Une centaine d’élèves du département se sont réunis le mercredi 9 novembre à Bellerive-sur-Allier pour assister à la projection du film Woman pour lutter contre les violences faites aux femmes.

La salle des fêtes bellerivoise Le Geyser projetait le 9 novembre dernier Woman, film documentaire de Yann Arthus-Bertrand et Anastasia Mikova. Cette représentation était proposée à plusieurs élèves de collèges et de lycées du département. L’événement organisé par le Centre communal d’action sociale (CCAS) de Bellerive-sur-Allier intervient dans le cadre de la journée internationale de l’élimination de la violence à l’égard des femmes ce vendredi 25 novembre.

L’ensemble des recettes générées par le film sera reversé à l’association  WOMAN(S) (Women on media and news (school)), créée par les réalisateurs. Cette association a pour but de former des femmes aux métiers des médias. Photo : Mélina Fonck / L'Effervescent

L’ensemble des recettes générées par le film sera reversé à l’association WOMAN(S) (Women on media and news (school)), créée par les réalisateurs. Cette association a pour but de former des femmes aux métiers des médias. Photo : Mélina Fonck / L’Effervescent

Dans une salle comble, le jeune public a semblé intéressé par les histoires développées dans le documentaire. Dans Woman, les couleurs flamboyantes contrastent avec les paroles parfois douloureuses des témoignages. Le silence a gagné peu à peu la salle à mesure que les discours des femmes ont laissé place aux larmes, ruisselant sur leurs joues. « Le film est très émouvant », confie Lucie, lycéenne au lycée Saint-Léopardin-d’Augy. « Il remue beaucoup le passé et me rappelle qu’il faut être forte malgré tout », poursuit-elle péniblement, encore bousculée par ses émotions. Mathéo, lycéen interviewé au micro de Juliette Moyer, journaliste pour Radio Coquelicot, n’a au contraire pas été touché par Woman. « Je ne me suis pas senti concerné par le film, raconte-t-il. J’ai dormi. » Un contraste d’opinion qui révèle le travail qu’il reste à accomplir en matière d’ouverture d’esprit sur le sujet.
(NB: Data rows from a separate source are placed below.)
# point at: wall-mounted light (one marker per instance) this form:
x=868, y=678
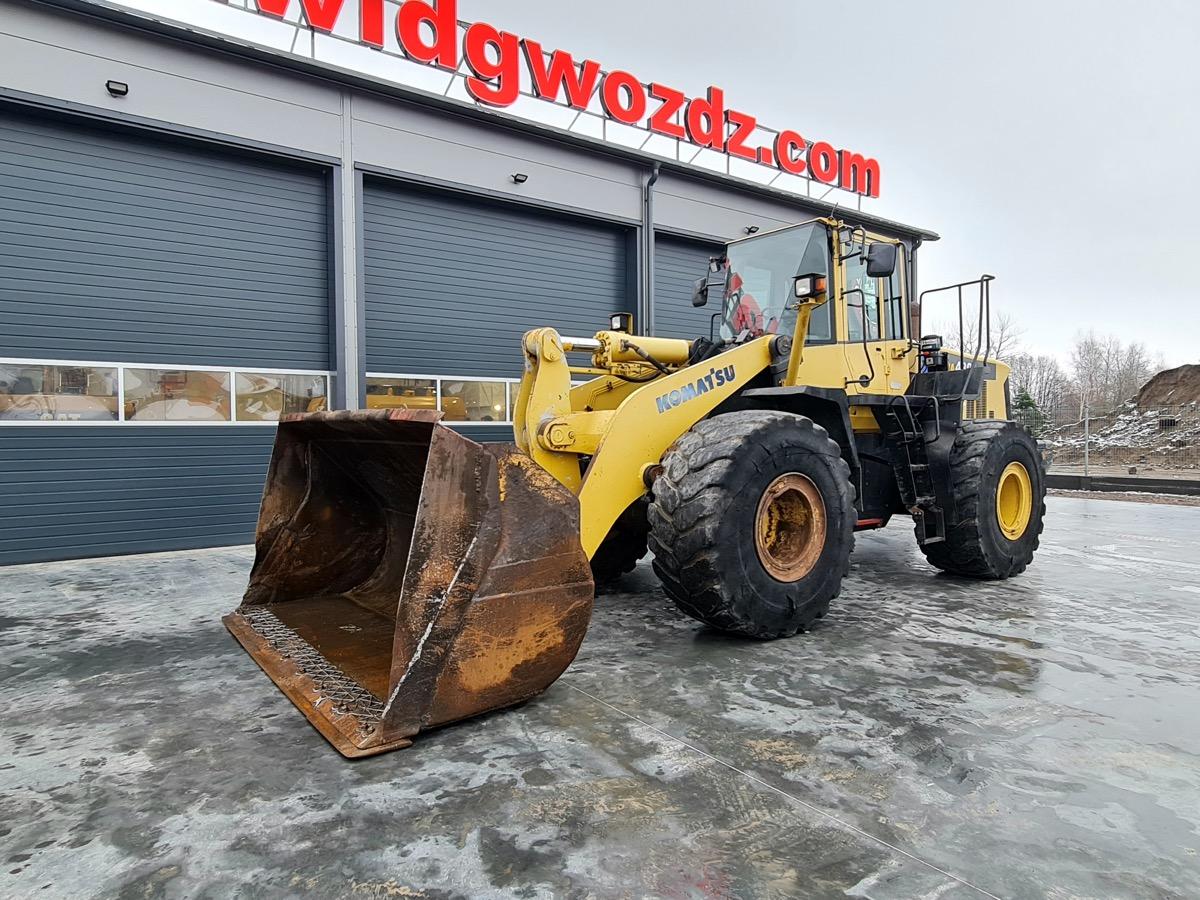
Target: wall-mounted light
x=622, y=322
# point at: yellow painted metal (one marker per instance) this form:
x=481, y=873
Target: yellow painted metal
x=621, y=425
x=1014, y=501
x=622, y=421
x=615, y=347
x=651, y=419
x=545, y=393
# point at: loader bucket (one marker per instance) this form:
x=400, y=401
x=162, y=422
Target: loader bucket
x=407, y=576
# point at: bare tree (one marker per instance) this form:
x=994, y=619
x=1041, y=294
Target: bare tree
x=1105, y=372
x=1042, y=377
x=1005, y=337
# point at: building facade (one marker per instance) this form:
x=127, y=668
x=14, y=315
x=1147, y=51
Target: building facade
x=201, y=237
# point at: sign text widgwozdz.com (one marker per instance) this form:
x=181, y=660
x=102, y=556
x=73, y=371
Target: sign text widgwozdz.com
x=429, y=33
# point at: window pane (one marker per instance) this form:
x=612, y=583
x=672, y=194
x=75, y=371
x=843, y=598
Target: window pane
x=58, y=393
x=175, y=395
x=474, y=401
x=862, y=298
x=265, y=396
x=402, y=394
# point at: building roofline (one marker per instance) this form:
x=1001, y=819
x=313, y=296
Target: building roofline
x=345, y=77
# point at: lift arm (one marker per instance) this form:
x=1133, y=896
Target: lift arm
x=625, y=419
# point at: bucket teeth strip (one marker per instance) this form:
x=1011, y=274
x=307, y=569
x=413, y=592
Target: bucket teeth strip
x=347, y=696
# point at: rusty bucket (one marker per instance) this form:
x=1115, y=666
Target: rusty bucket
x=407, y=577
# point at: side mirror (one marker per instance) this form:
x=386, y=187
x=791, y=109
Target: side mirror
x=881, y=261
x=718, y=280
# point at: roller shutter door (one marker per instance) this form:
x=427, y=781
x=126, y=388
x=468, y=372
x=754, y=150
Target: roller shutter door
x=453, y=282
x=119, y=246
x=677, y=264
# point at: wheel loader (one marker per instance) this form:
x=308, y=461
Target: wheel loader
x=407, y=577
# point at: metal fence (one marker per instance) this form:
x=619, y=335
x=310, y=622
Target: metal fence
x=1131, y=439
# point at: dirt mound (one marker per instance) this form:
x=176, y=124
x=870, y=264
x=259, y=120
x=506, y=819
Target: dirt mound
x=1171, y=387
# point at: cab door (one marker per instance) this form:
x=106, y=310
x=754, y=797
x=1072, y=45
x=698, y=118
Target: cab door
x=874, y=340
Un long-métrage comme vecteur de messages

Sorti en 2019, le film expose le portrait de plusieurs femmes aux origines différentes. Sur fond noir, ces femmes s’expriment sans artifice sur la sexualité, l’émancipation, le rapport aux corps et au pouvoir, l’inceste… Au détour d’anecdotes, elles se livrent sur leur quotidien, luttant contre les stéréotypes et le patriarcat. Des sujets importants qu’il faut aborder avec les élèves, selon Catherine Heels, assistante sociale en milieu scolaire. « [Ce film] vaut toutes les séances d’éducation à l’égalité hommes-femmes. C’est tellement d’actualité encore et encore », souffle-t-elle.

Woman a été encensé par la critique et a même été sélectionné au prestigieux festival du film de Venise et primé au tout aussi prestigieux festival de Bergen.Photo : DR sur le site LVMH

Woman a été encensé par la critique et a même été sélectionné au prestigieux festival du film de Venise et primé au tout aussi prestigieux festival de Bergen.
Photo : DR sur le site LVMH

La campagne Orange Day est une campagne internationale de lutte contre les violences faites aux femmes. Depuis 1991, date de la création du programme, de nombreux pays se colorent en orange pour sensibiliser sur ces violences et permettre aux femmes de bénéficier de cellules d’écoute, d’aide et de protection, pour elles, et leurs enfants. Cette campagne est l’occasion « de proposer des actions d’information, de sensibilisation grand public pour alerter les consciences et l’opinion public sur [ces] violences » appuie Mireille Bernard, juriste et référente départementale en violences conjugales. Orange Day débute en ce jour et jusqu’au 10 décembre (journée des droits de l’Homme).

Aujourd’hui, le bilan de ces violences reste encore trop lourd. Selon l’association Nous Toutes, 1 femme sur 2 a déjà subi des violences sexuelles en France. Elles sont 94 000 chaque année à être victimes de viol ou de tentatives de viol. « Les femmes handicapées sont quatre fois plus susceptibles de subir des violences sexuelles que le reste de la population féminine », peut-on encore lire sur le site de l’association.

Anouk Thebaud

* Les femmes victimes de violences peuvent appeler le 3919, un numéro accessible 24h/24h et 7j/7j pour bénéficier d’une écoute et d’un service de renseignements.